To elaborate on the issues:
1. The Diff Problem
When you set a flag the game internally calls the
update() method of the Entity. This method has a feature designed to prevent unnecessary server requests. It checks whether or not the update data is actually different from the existing data - this is what can lead to some confusion.
In JS, practically ever value is “passed by reference” - this means that if you pass a value to a flag, you typically are passing it a reference to whatever contained that value in the first place. If the object that contained the value happened to be the original Entity, you are passing it a reference… to itself.
update() method is called, it checks to see if the new value is different from the old value. But in this case, the old value is a reference to the same thing as the new value. It can’t tell that something changed, because the two references are the same.
Typically the way to ensure that a flag is set correctly requires that you set a new value that isn’t based on the original value, or that is at least based on a copy of the data. Core includes a global function
duplicate() to facilitate this.
2. The race condition
A race condition is caused by two or more processes that happen in a simultaneous manor both attempt to modify the same resource at the same time.
This can happen easily when the client communicates with the server. A communication begins, and takes some time to complete. However the browser has no issue with starting more communications at the same time without waiting.

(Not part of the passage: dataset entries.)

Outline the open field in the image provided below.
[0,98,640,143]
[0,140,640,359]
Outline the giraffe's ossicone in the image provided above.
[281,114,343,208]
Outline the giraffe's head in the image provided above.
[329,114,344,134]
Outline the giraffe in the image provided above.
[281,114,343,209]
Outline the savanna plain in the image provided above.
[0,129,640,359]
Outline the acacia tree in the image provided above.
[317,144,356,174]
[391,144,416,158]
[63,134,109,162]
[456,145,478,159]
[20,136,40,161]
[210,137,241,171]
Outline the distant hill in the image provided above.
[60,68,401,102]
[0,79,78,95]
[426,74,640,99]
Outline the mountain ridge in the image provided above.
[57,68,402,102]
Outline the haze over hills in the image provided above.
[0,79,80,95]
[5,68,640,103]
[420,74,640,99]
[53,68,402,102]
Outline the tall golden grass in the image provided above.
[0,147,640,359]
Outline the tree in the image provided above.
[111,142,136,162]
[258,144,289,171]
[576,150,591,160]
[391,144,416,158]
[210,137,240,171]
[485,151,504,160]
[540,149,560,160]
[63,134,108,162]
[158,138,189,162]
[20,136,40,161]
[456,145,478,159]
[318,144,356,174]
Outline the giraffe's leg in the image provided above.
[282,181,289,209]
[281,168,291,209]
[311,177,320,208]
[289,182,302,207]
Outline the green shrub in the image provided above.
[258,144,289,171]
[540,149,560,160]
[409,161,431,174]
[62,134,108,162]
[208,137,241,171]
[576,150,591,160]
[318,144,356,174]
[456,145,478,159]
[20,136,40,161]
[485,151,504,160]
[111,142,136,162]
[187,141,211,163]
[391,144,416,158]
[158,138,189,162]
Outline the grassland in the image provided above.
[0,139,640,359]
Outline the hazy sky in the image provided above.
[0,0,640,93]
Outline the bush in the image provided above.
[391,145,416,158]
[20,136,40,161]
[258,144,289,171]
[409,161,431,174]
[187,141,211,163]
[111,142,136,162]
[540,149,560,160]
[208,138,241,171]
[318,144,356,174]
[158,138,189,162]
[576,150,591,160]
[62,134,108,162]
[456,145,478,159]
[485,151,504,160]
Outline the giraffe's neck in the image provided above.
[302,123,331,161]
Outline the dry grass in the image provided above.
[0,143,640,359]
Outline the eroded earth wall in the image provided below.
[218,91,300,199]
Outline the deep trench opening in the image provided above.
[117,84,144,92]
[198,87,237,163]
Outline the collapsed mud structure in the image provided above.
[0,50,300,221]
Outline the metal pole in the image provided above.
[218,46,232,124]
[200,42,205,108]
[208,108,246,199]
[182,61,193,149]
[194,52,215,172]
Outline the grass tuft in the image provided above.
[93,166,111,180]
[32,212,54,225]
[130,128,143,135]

When you send any data to the server, it is important to avoid sending more until the first data has been processed. This can be accomplished by using Promises in JS - either using the Promise API, or more easily, using the
async feature, and the
await keyword. The basics are that an
async function can “pause” its execution to
await some process that takes a while to complete. Each
setFlag() call is a long-running asynchronous process, so
await setFlag() will wait until the flag is set completely before continuing to execute the code.
This prevents the race condition, which can otherwise result in very unexpected behavior.
In both cases, the data ends up being correct on the client side, but the server is never updated to match, so reloading the page causes that change to be lost.
In order to “force the flags to persist” you will need to correct whichever underlying problem has occurred.